Dedicata, ora come
allora, alla pazientissima GioTanner.
Joe si sta sforzando di non ridere, davvero.
«Ci siamo persi.»
«Non ci siamo
persi.» Nicky
trattiene un sibilo frustrato tra i denti, battendo compulsivamente con
un indice sullo schermo del suo povero telefono cellulare. E smozzica
qualche imprecazione nella sua lingua natale, rivolte tutte alla
diavoleria tecnologica che aveva deciso di abbandonarli di punto in
bianco.
Joe sa
che gli basterebbe guardare in alto, o per
terra, e troverebbe mille segni indicatori con cui ricalcolare la
direzione giusta in cui andare. Ma che si trovino in mezzo al mare,
persi in una tempesta di neve o in un campo di battaglia crociato
– o, in quel caso specifico, sotto la copertura di invitati
alla biennale di Venezia – il risultato opposto è
di solito un teatrino che, molto malignamente per il suo carattere, in
fondo Joe sa di godersi.
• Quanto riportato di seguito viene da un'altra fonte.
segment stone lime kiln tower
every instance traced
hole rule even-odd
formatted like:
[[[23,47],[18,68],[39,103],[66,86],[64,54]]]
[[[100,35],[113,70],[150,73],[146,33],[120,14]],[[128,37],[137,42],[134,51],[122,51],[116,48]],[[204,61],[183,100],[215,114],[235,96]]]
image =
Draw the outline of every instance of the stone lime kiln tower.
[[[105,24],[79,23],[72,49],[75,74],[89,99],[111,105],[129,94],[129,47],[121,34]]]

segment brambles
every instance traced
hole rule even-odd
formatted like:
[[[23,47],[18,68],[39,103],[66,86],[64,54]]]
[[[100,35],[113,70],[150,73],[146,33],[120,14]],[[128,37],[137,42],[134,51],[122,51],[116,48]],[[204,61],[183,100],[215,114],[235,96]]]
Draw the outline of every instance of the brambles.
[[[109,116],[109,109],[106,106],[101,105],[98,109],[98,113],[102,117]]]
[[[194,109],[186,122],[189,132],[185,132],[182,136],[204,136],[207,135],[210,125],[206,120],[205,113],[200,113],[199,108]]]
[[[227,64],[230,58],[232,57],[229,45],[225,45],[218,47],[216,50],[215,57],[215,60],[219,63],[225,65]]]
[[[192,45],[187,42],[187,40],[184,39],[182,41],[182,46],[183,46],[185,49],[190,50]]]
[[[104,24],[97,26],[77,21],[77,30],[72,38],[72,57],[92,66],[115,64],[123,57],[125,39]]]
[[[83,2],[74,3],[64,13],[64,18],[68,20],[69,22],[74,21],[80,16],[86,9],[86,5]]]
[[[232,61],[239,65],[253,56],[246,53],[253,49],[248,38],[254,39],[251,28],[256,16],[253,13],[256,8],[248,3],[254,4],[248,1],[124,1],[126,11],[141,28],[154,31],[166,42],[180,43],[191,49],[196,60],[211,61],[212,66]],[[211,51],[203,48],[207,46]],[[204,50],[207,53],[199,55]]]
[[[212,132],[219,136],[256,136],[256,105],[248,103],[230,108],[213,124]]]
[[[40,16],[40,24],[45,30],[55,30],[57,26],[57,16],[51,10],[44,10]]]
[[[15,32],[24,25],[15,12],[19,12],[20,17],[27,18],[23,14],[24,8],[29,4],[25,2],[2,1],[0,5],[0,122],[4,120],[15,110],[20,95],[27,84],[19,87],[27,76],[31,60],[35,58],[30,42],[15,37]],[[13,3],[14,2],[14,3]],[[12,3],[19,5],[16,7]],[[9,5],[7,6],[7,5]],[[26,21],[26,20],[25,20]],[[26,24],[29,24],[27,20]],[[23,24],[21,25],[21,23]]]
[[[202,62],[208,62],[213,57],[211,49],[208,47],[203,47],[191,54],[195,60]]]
Per appena qualche minuto.
Finché Nicky non è sul
punto di scagliare il telefono in un canale, facendolo finire sulla
testa di qualche innocente gondoliere, e allora Joe glielo prende di
mano, risolvendogli l'arcano
in uno sfarfallare di strisci sullo schermo.
«Avevi disattivato la geolocalizzazione.»
Nicky pare sgonfiarsi come un palloncino.
«...ah.»
«Il nostro albergo è qui
vicino.»
«Ah.»
Joe sorride. E gli arruffa i capelli.
«A volte sei così
italiano, amore mio!»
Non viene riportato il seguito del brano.